Josiah McElheny, a visual artist, writer, curator, filmmaker and performance artist, best known for his use of glass with other materials, will give the 2018 Campbell Lecture Series (March 20-22, 2018). McElheny’s lectures will focus on six essential figures from the histories of art, architecture and music across the twentieth and twenty-first centuries. McElheny will propose that there are a set of paths towards undiscovered alternate futures to be found in the work of specific artists, architects, writers, musicians and composers. Each night will include visual or auditory components and the final evening, March 22nd, will include a special a guest, the inimitable free-jazz musician Joe McPhee who will both perform and conduct the audience in a participatory performance following the lecture.
March 20th, the series opens with an introduction to McElheny’s proposal for an “Imaginary Modernism”, a modernism that has yet to happen, followed by “Literary Architecture: the mythic, futuristic, comedic poetic architectures of Paul Scheerbart and Bruno Taut”. This lecture describes the collaborations between between poet-theorist Paul Scheerbart (German, 1863-1915) and activist-architect Bruno Taut (German, 1880-1938) and how their ideas speak to the present.
March 21st, the second evening will continue with “Invisible Painting: the work of Hilma af Klint and Blinky Palermo” depicting the world beyond the visible and the space we inhabit. McElheny will discuss the work and thought of these two disparate and reticent painters, Hilma af Klint (Swedish, 1862-1944) and Blinky Palermo (German, 1943-1977), and their attempts to make visible a world beyond and the nature of the imperfect spaces we inhabit.

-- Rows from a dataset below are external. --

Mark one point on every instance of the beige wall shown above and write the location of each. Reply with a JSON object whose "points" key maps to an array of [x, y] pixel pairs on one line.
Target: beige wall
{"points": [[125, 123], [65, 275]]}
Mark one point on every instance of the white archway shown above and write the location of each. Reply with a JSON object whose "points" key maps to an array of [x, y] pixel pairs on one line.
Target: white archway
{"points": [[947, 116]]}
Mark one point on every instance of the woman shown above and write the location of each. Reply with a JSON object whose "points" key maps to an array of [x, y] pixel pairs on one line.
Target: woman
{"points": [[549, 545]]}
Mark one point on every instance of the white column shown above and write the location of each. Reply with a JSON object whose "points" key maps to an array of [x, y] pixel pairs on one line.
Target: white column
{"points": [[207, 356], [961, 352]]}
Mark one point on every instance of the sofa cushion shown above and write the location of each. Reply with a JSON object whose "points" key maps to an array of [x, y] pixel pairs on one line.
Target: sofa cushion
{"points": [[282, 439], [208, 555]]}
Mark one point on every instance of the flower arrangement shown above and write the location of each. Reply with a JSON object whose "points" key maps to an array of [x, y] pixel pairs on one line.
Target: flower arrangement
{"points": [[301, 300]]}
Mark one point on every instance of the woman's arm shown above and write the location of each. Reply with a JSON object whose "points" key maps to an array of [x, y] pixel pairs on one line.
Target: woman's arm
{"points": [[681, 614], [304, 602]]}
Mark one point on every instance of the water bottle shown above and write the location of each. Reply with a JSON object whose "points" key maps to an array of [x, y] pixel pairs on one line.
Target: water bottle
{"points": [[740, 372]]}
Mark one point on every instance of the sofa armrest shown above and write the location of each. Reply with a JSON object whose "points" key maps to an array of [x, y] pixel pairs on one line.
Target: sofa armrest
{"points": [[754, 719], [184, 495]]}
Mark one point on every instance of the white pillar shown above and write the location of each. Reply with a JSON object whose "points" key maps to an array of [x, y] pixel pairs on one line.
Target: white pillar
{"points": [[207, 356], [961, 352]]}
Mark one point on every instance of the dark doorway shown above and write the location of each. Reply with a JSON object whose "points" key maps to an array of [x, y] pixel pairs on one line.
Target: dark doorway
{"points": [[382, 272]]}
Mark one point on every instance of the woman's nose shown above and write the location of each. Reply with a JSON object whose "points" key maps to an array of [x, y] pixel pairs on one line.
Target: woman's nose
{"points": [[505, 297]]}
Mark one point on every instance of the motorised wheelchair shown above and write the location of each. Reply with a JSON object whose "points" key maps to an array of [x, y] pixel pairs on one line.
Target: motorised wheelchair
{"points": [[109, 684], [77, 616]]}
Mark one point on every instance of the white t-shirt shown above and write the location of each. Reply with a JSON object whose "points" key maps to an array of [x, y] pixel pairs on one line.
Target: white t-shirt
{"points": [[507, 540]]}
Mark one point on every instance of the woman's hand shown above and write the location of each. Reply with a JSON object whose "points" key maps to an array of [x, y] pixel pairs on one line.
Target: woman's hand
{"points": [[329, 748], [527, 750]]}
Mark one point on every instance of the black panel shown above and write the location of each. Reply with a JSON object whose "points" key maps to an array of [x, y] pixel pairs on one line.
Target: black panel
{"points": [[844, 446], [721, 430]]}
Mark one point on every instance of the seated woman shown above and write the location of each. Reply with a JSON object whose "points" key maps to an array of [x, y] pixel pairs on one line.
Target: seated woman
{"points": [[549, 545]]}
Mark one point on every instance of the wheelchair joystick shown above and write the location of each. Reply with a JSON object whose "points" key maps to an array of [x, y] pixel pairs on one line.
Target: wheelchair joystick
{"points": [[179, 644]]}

March 22nd, concludes the series with “Cosmic Listening: the cosmo-political thinking of Sun Ra and Pauline Oliveros” and concludes with a special guest performance by visionary musician and poet Joe McPhee. McElheny pays homage the political, exuberant, unbounded sound-making of Sun Ra (American, 1914-1993) and the feminist, radical, and communitarian propositions by composer, electronic musician and audience conductor Pauline Oliveros (American, 1932-2016).
Josiah McElheny’s exhibit, Island Universe, is currently on display at the Moody Center for the Arts. The exhibit runs through June 2, 2018 in the Brown Foundation Gallery. Island Universe is sponsored in part by the generous support of Leslie and Brad Bucher.
Joe McPhee, a Miami, Florida native, is a multi-instrumentalist, composer, improviser, conceptualist and theoretician. He began playing the trumpet at age eight, taught by his father, himself a trumpet player.
He continued on that instrument through his formative school years and later in a U.S. Army band stationed in Germany, at which time he was introduced to performing traditional jazz. Clifford Thornton’s Freedom and Unity, released in 1969 on the Third World label, is the first recording on which he appears as a side man. In 1968, inspired by the music of Albert Ayler, he took up the saxophone and began an active involvement in both acoustic and electronic music.
His first recordings as leader appeared on the CJ Records label, founded in 1969 by painter Craig Johnson. These include Underground Railroad by the Joe McPhee Quartet (1969), Nation Time (1970), Trinity (1971) and Pieces of Light (1974). In 1975, Swiss entrepreneur Werner X. Uehlinger release Black Magic Man by McPhee, on what was to become Hat Hut Records. Quoting Time Out New York, "His magical take on avant-garde sax remains one of the wonders of the scene. He still has one of the most beautiful tones on the planet, even when he’s reaching for jazz’s outer limits."